Budaraju Srinivasa Murty (born 13 February 1964) is an Indian metallurgical engineer. He was awarded the Shanti Swarup Bhatnagar Prize for Science and Technology, the highest science award in India, for the year 2007 in engineering science category. From August 2019 he serves as the Director of Indian Institute of Technology Hyderabad. Additional charge as director of NIT Andhra Pradesh from 14 February 2024 till August 2024 and also served as additional charge as director of IIIT Raichur from January 2024 till November 2024. Prior to that he was head of department at Indian Institute of Technology Madras and professor at Indian Institute of Technology Kharagpur.

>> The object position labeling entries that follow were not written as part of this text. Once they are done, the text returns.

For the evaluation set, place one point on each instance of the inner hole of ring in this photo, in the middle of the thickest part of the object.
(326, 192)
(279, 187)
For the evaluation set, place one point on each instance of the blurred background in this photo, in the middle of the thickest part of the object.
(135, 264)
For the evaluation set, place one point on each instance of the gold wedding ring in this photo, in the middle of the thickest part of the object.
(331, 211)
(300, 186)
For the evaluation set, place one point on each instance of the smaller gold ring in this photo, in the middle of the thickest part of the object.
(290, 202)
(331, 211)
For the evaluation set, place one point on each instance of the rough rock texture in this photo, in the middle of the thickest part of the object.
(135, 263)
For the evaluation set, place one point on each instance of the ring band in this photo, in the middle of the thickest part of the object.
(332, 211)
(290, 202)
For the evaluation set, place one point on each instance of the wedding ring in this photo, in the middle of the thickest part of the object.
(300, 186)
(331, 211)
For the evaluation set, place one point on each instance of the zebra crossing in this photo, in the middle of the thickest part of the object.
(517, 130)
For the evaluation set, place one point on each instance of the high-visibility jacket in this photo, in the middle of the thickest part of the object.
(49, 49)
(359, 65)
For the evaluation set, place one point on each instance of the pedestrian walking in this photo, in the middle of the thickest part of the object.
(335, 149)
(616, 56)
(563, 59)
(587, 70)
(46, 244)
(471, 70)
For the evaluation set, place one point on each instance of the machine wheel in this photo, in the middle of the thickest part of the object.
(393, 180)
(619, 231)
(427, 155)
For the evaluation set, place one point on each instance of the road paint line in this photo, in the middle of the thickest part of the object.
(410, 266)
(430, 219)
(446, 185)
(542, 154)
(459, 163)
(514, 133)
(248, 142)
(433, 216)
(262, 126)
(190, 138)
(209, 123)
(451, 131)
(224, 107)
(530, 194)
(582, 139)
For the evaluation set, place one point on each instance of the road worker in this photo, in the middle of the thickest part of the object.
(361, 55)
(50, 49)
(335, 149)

==Early life and education==
Murty was born on 13 February 1964 in Vijayawada, India. He did his diploma in metallurgical engineering from Government Polytechnic, Vijayawada. He graduated B.Tech. in metallurgical engineering from Visvesvaraya Regional College of Engineering, Nagpur (now Visvesvaraya National Institute of Technology), in 1986 at the top of the class. He then joined Indian Institute of Science, Bangalore, for his master's degree. From there he got his Ph.D. in 1992. His PhD supervisor was Professor S. Ranganathan.

==Research==
Murty's Ph.D. dissertation was titled "Study of Amorphous Phase Formation by Mechanical Alloying in Ti Based Systems", in which he started one of the earliest works in Mechanical alloying in India. His research interests span over nanocrystalline metals and alloys, High entropy alloys, Bulk metallic glass, quasicrystalline alloys, grain refinement and modification of Al alloys, Al-based composites, in-situ composites, non-equilibrium processing, particulate technologies, thermodynamics and kinetics of phase transformations, transmission electron microscopy and Atom-probe tomography. He has set up a National Facility for Atom Probe Tomography at IIT Madras with a remotely operable Local Electrode Atom Probe (LEAP) (first such facility globally) that can characterize materials in 3D at the atomic scale. He has also set up Deakin-IITM Centre of Excellence on Advanced Materials and Manufacturing at IIT Madras jointly with Deakin University, Australia. He has authored above 400 journal publications and 4 books. He has supervised 39 PhDs and 20 PhDs are ongoing. He has completed over 55 sponsored research projects and currently handling 13 projects and filed 20 patents.